Today we're going to talk about gear acquisition and upgrades.

Like most games, H:FW features tiered equipment. (Except, for some reason, your spear. Your spear
never gets any better throughout the game, except once right at the beginning — at the end of the prologue — you're given a slightly better tier-2. Horizon has four tiers: green items are common, blue rare, purple "very rare", gold legendary. All of these (except the spear) are upgradable. Weapons and armor may have anywhere from three to five tiers of upgrades. Higher tiers of upgrades require more and rarer materials, as do upgrades of higher-tier weapons.
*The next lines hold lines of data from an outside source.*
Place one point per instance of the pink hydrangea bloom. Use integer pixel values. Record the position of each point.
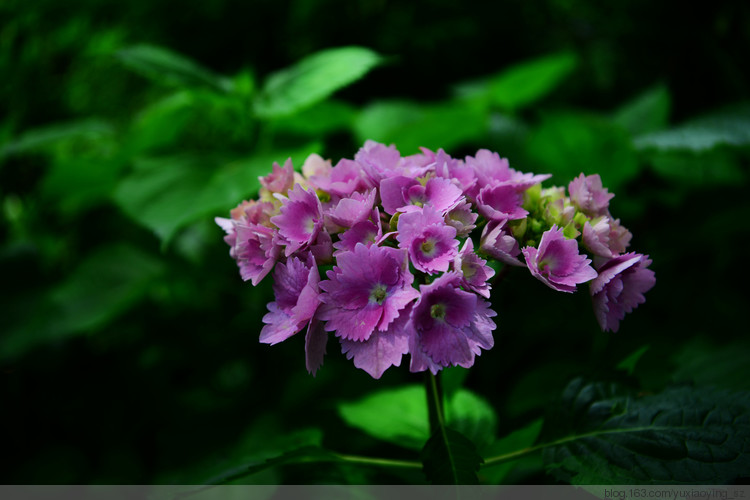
(497, 242)
(501, 202)
(365, 291)
(450, 326)
(348, 211)
(403, 194)
(474, 270)
(462, 218)
(295, 286)
(589, 196)
(430, 242)
(281, 179)
(557, 263)
(300, 220)
(252, 246)
(619, 288)
(382, 349)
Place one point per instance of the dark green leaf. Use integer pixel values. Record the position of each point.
(502, 455)
(318, 120)
(410, 125)
(731, 128)
(682, 435)
(450, 458)
(165, 194)
(527, 82)
(703, 362)
(628, 364)
(399, 416)
(646, 113)
(165, 66)
(104, 286)
(715, 167)
(567, 144)
(313, 79)
(472, 416)
(45, 137)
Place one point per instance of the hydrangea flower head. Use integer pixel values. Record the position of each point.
(557, 263)
(366, 291)
(619, 288)
(451, 326)
(588, 194)
(300, 220)
(431, 243)
(295, 287)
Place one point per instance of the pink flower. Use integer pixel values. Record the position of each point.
(619, 288)
(365, 291)
(557, 263)
(450, 326)
(300, 220)
(430, 242)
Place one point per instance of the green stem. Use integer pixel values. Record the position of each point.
(436, 412)
(383, 462)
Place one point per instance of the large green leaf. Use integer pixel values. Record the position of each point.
(313, 79)
(502, 454)
(165, 194)
(165, 66)
(524, 83)
(399, 416)
(410, 125)
(105, 285)
(648, 112)
(51, 135)
(567, 144)
(449, 457)
(729, 127)
(682, 435)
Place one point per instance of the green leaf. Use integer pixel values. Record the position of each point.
(472, 416)
(682, 435)
(527, 82)
(730, 128)
(399, 416)
(165, 194)
(313, 79)
(164, 66)
(450, 458)
(628, 364)
(323, 118)
(411, 125)
(703, 362)
(503, 453)
(567, 144)
(646, 113)
(715, 167)
(106, 284)
(51, 135)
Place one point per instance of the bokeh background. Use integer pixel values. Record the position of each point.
(129, 346)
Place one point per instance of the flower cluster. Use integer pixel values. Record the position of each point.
(403, 243)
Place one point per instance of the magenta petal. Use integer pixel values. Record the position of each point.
(501, 202)
(315, 346)
(557, 263)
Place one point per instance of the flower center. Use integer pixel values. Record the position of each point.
(437, 311)
(378, 294)
(428, 247)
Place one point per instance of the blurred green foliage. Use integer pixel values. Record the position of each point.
(128, 344)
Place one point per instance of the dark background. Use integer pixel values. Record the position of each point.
(128, 359)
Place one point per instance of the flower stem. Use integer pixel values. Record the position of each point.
(434, 390)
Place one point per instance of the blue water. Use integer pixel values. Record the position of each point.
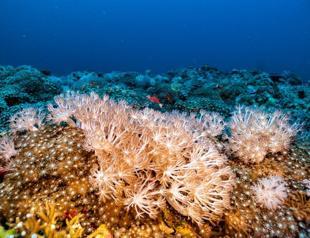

You're most likely almost at the endgame before you get your first Legendary (tier 4) item, and you're going to find that right from the second upgrade tier they require some of the rarest items in the entire game to upgrade.

This is already
quite bad enough from a game design standpoint, because it means that you're on track for the endgame, it's right in front of you, it's urgent, the game's story is telling you that you need to get right on it, but the games mechanics are making you hurry-up-and-wait, potentially days of grinding high-level materials to fully upgrade the one or two legendary items you finally just got before you go into the end battle.

Seriously, game developers,
don't do this. It SUCKS. It destroys the flow of your story and it frustrates players.